Je suis fatigué, profondément fatigué, hanté par des peurs qui me volent mon sommeil. Je vis comme dans un cimetière de jours, et je ne sais pas combien de temps mes forces me resteront encore.
Je veux me réveiller au son des rires, pas aux larmes vides de mes filles qui comptent les heures jusqu'au pain.
J’aspire à un matin où la faim n’est pas à table, où la sécurité n’est pas un rêve emprunté que seul le sommeil peut m’accorder.
Ici, chaque nuit est un cercueil, chaque matin une question : Verrons-nous le jour suivant ?
La peur consume les derniers vestiges de mon sommeil. Je me noie dans l'obscurité, sous le regard de mes enfants, aussi vides que leurs assiettes.
Je ne peux plus respirer dans ce cimetière. Le monde doit s'ouvrir – pour que nous puissions vivre, pour qu'ils puissent grandir, pour qu'ils puissent rire sans demander de pain.
Raed"
Il n'écrit pas une seule ligne sur les signatures, sur les signataires, sur l'Allemagne.
Je lui réponds :
« On ne se réveille pas affamé, Raed.
Notre oreiller s'appelle la culpabilité. Et je ne sais pas lequel est le meilleur.
Notre nuit n'est pas un cercueil,
C'est une baignoire. Et tout le monde pense l'avoir remplie d'autre chose.
Indifférence. Cynisme. Idiotie. Ignorance. Banalité.
Mais c'est toujours ta faute, Raed.
C'est toujours de la culpabilité.
Je ne sais pas ce que la faim te fait.
La culpabilité, de toute façon, assourdit. Elle tue les sens et l'esprit.
Je me réveille et je fais défiler les corps des enfants morts.

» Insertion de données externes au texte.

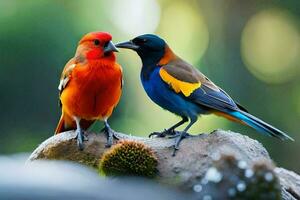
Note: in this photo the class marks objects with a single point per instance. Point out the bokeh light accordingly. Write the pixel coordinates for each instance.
(134, 17)
(184, 28)
(271, 45)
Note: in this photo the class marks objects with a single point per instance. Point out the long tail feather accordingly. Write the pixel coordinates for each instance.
(260, 125)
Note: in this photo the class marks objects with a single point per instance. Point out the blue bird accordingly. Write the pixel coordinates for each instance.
(178, 87)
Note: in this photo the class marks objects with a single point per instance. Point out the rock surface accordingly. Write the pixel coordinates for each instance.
(188, 167)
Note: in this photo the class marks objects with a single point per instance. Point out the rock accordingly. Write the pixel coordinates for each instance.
(188, 167)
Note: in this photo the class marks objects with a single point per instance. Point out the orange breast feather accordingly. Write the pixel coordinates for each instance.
(94, 89)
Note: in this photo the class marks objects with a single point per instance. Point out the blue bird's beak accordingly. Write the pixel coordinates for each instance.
(110, 47)
(127, 45)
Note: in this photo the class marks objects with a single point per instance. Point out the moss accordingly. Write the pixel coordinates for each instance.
(129, 158)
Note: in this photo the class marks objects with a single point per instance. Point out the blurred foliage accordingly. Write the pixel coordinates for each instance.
(249, 48)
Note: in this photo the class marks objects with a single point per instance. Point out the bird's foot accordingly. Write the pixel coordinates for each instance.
(110, 134)
(164, 133)
(80, 137)
(178, 138)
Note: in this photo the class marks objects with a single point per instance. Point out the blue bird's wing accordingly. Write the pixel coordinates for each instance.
(195, 86)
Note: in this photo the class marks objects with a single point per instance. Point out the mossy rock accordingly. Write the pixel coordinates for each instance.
(129, 158)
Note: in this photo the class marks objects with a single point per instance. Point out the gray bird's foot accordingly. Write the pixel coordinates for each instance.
(164, 133)
(178, 138)
(110, 134)
(80, 137)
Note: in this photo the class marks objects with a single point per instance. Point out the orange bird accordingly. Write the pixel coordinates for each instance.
(90, 86)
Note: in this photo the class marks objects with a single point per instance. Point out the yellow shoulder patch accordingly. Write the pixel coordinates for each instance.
(177, 85)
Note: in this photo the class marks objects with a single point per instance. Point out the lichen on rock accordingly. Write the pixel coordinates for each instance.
(129, 157)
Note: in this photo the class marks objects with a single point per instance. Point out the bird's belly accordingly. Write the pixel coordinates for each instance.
(162, 95)
(94, 98)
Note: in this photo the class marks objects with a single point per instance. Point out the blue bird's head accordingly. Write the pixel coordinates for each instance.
(149, 47)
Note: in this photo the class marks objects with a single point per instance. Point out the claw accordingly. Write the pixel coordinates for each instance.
(178, 138)
(80, 138)
(110, 134)
(164, 133)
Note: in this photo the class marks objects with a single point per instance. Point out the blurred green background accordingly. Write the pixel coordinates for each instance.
(249, 48)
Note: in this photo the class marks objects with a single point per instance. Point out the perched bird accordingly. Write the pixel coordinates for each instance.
(90, 86)
(178, 87)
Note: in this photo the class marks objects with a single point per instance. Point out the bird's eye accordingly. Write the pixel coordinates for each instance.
(96, 42)
(139, 41)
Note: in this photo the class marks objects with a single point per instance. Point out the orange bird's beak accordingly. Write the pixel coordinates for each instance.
(110, 47)
(127, 45)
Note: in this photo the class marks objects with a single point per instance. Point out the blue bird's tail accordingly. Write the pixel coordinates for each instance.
(259, 125)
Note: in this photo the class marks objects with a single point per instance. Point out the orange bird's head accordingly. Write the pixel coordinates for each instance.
(96, 45)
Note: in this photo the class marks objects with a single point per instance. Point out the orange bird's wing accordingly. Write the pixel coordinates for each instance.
(66, 75)
(67, 122)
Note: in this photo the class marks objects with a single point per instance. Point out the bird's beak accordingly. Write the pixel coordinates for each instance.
(110, 47)
(127, 45)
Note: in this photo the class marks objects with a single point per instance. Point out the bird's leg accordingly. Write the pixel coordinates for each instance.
(79, 134)
(171, 130)
(182, 136)
(110, 133)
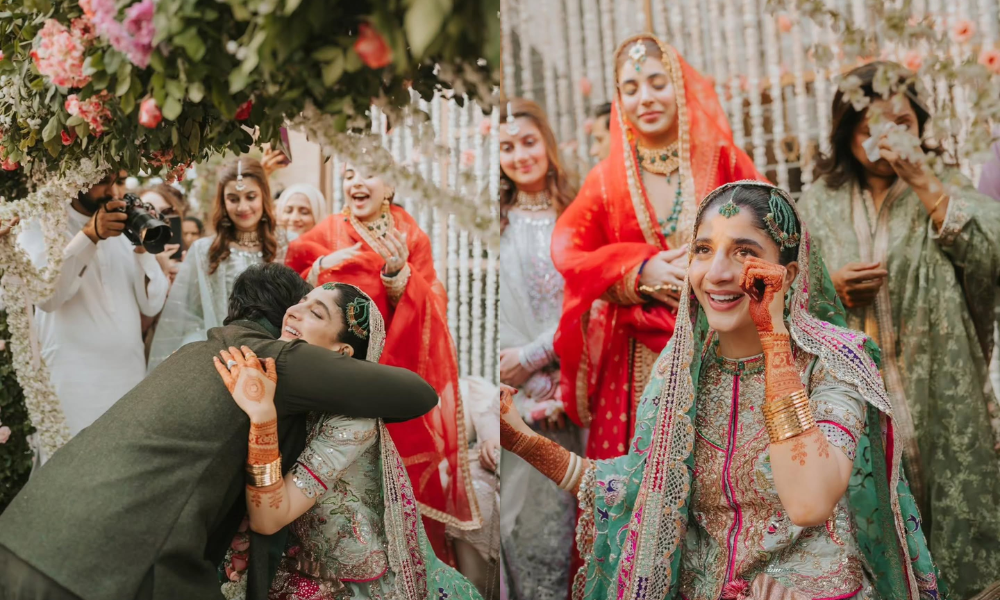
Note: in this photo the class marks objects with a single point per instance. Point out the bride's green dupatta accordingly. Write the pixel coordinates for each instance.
(635, 507)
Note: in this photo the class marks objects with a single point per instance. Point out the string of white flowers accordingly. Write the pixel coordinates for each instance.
(608, 43)
(801, 102)
(527, 68)
(751, 43)
(576, 58)
(772, 54)
(592, 53)
(735, 84)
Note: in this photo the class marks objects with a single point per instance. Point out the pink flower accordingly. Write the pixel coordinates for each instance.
(468, 158)
(149, 113)
(990, 58)
(58, 55)
(962, 31)
(913, 60)
(785, 23)
(92, 110)
(371, 47)
(243, 113)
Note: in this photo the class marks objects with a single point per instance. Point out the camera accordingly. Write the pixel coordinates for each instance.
(143, 226)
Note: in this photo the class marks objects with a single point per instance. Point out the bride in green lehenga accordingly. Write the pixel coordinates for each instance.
(915, 257)
(751, 475)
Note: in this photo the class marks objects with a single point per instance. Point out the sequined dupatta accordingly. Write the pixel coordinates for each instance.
(636, 507)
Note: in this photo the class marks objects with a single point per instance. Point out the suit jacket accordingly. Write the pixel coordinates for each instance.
(144, 502)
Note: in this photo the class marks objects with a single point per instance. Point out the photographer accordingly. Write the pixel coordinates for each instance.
(90, 329)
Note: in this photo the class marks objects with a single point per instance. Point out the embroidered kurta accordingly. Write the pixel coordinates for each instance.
(933, 320)
(738, 527)
(90, 330)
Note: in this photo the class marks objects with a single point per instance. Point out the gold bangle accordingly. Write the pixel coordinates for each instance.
(264, 475)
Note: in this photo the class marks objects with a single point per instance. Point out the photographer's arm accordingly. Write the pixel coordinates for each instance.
(316, 379)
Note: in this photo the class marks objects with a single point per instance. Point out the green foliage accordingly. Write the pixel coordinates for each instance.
(15, 455)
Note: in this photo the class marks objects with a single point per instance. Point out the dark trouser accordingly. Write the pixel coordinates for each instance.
(21, 581)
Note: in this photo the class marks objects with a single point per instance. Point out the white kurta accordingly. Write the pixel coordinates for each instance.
(90, 330)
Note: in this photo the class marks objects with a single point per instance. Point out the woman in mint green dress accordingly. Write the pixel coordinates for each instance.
(715, 500)
(356, 527)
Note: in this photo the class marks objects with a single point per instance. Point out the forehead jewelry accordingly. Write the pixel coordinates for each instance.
(512, 127)
(240, 186)
(637, 54)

C'est mon rituel. Ma prière du matin.
Mon fils a quatorze ans et je l'ai vu mort mille fois.
Je sais à quoi ressemblerait son corps s’il n’y avait plus de vie.
À quoi ressembleraient ses membres, son visage.

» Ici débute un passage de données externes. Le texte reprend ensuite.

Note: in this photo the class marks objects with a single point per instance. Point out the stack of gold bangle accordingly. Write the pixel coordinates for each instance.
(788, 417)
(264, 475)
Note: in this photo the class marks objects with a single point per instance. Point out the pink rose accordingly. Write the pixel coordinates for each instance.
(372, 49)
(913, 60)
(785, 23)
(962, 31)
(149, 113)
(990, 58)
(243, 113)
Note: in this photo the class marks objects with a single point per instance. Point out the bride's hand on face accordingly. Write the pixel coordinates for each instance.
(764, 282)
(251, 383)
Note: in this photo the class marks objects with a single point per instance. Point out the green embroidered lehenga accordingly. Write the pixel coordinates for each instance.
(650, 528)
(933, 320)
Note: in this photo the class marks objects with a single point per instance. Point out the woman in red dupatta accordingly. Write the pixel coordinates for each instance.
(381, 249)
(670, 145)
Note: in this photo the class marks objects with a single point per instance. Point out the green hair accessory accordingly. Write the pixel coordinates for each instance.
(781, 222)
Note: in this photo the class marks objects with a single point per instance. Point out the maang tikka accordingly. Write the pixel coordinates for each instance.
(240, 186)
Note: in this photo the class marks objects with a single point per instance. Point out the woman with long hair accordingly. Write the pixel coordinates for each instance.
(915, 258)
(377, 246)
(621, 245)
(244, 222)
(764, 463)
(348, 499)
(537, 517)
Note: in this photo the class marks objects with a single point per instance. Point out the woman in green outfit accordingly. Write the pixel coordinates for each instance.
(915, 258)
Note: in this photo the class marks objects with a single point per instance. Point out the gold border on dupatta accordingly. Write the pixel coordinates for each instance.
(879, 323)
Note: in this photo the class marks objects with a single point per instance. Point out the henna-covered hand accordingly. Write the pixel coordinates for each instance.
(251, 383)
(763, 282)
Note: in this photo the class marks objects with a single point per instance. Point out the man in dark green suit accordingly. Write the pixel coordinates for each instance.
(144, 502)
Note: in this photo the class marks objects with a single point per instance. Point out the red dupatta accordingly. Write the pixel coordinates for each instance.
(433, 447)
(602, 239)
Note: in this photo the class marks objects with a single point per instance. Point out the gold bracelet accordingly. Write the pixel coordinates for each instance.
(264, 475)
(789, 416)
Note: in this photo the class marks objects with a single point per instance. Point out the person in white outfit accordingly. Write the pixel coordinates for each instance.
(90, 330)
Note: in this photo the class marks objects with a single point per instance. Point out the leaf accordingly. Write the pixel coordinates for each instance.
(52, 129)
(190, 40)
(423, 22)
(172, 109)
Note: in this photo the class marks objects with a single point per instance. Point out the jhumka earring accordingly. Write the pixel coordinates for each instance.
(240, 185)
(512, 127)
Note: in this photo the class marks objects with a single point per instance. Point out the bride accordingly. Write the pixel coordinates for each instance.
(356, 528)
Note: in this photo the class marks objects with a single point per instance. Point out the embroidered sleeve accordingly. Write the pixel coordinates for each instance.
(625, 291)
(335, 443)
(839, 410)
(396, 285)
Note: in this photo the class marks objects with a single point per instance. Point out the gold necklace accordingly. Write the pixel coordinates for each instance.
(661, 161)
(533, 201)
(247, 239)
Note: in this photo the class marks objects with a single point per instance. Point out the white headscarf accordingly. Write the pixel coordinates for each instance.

J'ai un froncement de sourcils entre mes sourcils, Raed.
Je l’appelle Gaza.
Hier, comme si Merz n'avait attendu que la demande des personnalités culturelles de premier plan, l'Allemagne a stoppé ses exportations d'armes vers Israël .

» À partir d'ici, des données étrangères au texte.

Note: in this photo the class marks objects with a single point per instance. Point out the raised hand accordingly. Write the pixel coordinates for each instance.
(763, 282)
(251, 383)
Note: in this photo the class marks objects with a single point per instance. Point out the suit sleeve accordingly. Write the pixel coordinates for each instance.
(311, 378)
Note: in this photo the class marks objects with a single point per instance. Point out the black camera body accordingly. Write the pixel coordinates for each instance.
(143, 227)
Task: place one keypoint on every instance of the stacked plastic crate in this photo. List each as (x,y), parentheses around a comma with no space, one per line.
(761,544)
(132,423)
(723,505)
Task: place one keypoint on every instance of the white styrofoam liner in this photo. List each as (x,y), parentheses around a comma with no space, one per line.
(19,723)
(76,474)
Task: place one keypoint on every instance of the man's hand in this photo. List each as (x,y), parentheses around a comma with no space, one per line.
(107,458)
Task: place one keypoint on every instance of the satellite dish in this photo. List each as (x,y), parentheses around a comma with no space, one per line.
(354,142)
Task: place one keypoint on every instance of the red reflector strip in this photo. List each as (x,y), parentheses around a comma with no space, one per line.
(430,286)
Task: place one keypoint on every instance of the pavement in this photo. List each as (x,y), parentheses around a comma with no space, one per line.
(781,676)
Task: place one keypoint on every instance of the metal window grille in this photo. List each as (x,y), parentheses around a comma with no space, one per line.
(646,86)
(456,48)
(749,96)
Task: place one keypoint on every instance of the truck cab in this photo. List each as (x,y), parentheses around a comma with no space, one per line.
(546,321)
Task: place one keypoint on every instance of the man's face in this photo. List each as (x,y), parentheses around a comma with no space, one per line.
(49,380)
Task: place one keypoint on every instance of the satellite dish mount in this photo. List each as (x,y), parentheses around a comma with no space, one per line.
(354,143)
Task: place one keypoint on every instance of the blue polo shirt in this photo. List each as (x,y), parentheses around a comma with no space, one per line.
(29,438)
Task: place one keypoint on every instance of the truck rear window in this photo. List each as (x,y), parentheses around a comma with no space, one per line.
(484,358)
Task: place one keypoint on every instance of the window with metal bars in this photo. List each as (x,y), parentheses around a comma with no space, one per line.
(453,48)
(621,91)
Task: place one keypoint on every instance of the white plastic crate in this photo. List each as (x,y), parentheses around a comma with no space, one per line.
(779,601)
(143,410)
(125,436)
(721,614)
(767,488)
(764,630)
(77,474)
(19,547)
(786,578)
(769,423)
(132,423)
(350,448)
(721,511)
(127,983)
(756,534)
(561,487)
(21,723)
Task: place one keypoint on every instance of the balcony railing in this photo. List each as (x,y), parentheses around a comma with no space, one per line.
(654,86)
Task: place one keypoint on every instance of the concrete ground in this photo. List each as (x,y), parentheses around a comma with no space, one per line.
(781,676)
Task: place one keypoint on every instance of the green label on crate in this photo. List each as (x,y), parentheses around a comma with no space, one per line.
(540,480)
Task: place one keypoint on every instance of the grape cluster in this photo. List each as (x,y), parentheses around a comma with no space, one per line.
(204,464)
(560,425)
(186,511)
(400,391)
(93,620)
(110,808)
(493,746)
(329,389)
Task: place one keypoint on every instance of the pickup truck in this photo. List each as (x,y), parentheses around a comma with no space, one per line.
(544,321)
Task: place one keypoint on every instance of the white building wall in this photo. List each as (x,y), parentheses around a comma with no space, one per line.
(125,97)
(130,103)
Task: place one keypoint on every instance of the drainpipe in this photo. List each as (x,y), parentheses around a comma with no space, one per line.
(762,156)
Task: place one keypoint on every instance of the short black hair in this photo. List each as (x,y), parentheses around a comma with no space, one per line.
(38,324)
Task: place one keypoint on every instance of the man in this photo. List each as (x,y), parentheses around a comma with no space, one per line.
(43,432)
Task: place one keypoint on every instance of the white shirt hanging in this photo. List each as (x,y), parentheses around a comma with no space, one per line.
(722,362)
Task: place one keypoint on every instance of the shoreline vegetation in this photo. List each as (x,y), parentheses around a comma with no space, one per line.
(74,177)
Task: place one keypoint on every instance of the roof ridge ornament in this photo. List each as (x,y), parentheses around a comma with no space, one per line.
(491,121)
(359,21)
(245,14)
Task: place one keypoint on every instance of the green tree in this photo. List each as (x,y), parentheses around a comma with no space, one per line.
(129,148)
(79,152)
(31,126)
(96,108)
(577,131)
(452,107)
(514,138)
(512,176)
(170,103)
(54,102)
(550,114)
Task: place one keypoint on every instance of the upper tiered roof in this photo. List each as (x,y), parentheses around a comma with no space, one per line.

On m'envoie une autre bande-annonce. On y voit Ursula von der Leyen prononcer un discours. Elle est interrompue par les huées d'un militant pro-palestinien ou pacifiste. Alors que deux policiers lui tordent le bras dans le dos et l'arrêtent, elle lui crie qu'il a de la chance de vivre dans un pays où la liberté d'expression est garantie. En Russie, il aurait déjà été arrêté.
Et je me dis que mes paroles, « La culpabilité, de toute façon, rend sourd. Tue les sens et l'esprit », sont peut-être plus littérales que je ne le pensais.